Приступая к разбору виденного, Зигмунд полагал на первых порах, что служащий университета и его сын были подменой его самого и его сына Мартина, что сновидение вызвано ходом мыслей в связи с эмоциями, навеянными недавно виденной им пьесой Теодора Герцля «Новое гетто». Она касалась еврейской проблемы, становившейся все более острой в Вене в связи с оживлением различных предрассудков. Зигмунд тревожился за своих шестерых детей. Если верить пьесе Герцля, у них никогда не будет собственного дома, возникнут сложности с образованием, которое избавило бы от страха перед географическими и интеллектуальными границами.
Рим продолжал являться Зигмунду в снах; его заветной мечтой оставалось посещение этого города. Однако поскольку он не бывал в нем, то подменял другим городом, в данном случае Сиеной, также славящейся своими фонтанами. Сиена была неплохой подменой, около ее Римских ворот Зигмунд заметил ярко освещенное здание, служившее, как он узнал, приютом для умалишенных. Ему сообщили, что директор, еврей, высококвалифицированный специалист, провел в приюте всю жизнь, прежде чем получить должность директора, а затем был вынужден подать в отставку ввиду своего вероисповедания.

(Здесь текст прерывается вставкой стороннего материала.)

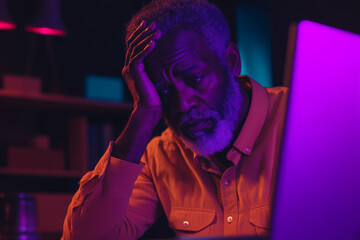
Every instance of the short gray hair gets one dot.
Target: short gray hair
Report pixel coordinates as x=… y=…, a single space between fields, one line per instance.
x=205 y=18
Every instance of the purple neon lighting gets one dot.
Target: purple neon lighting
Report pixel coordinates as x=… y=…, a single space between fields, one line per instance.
x=318 y=191
x=7 y=25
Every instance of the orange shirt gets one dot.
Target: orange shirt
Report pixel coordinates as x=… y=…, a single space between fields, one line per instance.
x=197 y=198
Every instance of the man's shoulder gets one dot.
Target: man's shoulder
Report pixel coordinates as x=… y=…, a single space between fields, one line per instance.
x=279 y=91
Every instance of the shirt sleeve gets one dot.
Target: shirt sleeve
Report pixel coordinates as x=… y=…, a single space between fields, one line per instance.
x=117 y=200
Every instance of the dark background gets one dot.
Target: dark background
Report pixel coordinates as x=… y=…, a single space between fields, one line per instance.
x=94 y=44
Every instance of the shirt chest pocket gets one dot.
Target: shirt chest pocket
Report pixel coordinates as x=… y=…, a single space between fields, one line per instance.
x=260 y=219
x=191 y=220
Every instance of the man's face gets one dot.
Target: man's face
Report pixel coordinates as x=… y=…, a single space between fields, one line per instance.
x=200 y=97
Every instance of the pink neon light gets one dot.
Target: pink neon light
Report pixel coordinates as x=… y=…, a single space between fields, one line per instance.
x=7 y=25
x=46 y=31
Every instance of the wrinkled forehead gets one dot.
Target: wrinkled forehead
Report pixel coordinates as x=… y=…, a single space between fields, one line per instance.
x=181 y=49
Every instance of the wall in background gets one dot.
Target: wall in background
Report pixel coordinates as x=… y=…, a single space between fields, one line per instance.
x=94 y=44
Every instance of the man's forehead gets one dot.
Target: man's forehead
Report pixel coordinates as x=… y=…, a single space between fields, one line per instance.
x=184 y=47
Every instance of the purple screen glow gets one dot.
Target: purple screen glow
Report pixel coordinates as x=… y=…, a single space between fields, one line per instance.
x=318 y=189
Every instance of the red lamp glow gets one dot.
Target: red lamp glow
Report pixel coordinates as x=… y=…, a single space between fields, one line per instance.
x=6 y=22
x=48 y=21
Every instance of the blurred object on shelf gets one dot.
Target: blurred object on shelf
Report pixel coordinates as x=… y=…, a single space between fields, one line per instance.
x=48 y=21
x=109 y=88
x=6 y=22
x=34 y=158
x=18 y=217
x=40 y=141
x=25 y=84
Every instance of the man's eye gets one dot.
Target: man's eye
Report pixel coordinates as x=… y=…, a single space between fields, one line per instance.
x=194 y=80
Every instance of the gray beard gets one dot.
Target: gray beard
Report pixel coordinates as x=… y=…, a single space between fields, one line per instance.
x=226 y=121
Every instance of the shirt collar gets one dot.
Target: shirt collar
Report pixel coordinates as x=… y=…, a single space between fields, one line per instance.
x=253 y=124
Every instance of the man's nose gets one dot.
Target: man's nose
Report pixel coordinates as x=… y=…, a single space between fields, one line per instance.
x=184 y=100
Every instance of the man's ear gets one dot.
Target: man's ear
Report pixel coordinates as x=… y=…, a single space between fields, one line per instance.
x=233 y=60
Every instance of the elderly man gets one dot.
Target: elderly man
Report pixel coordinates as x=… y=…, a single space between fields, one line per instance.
x=212 y=170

Когда Зигмунд вспомнил, что находился в подавленном состоянии и почти плакал, сидя около фонтана, на ум пришла строка: «У вод Вавилона мы уселись и плакали», написанная Суинберном о разрушении Иерусалима и античной Италии.
Это точно отражало его чувства к венцам и к Вене, внешне такой веселой, с чарующими мелодиями о Дунае, смакующей жирные шоколадные торты после сытного обеда и в то же время полной предубеждений, скованной стагнацией легкомыслия, фальши. Но каков был смысл, спрашивал он себя, в том, чтобы он вывез в безопасное место своих детей из Рима? Много лет назад его единокровные братья вместе с детьми уехали в свободную Англию, ведь в свое время Якоб и Амалия переехали с Зигмундом и Анной из Фрайберга в свободный, по их предположениям, Лейпциг, а затем в Вену. Амалия провезла их поездом через Бреслау.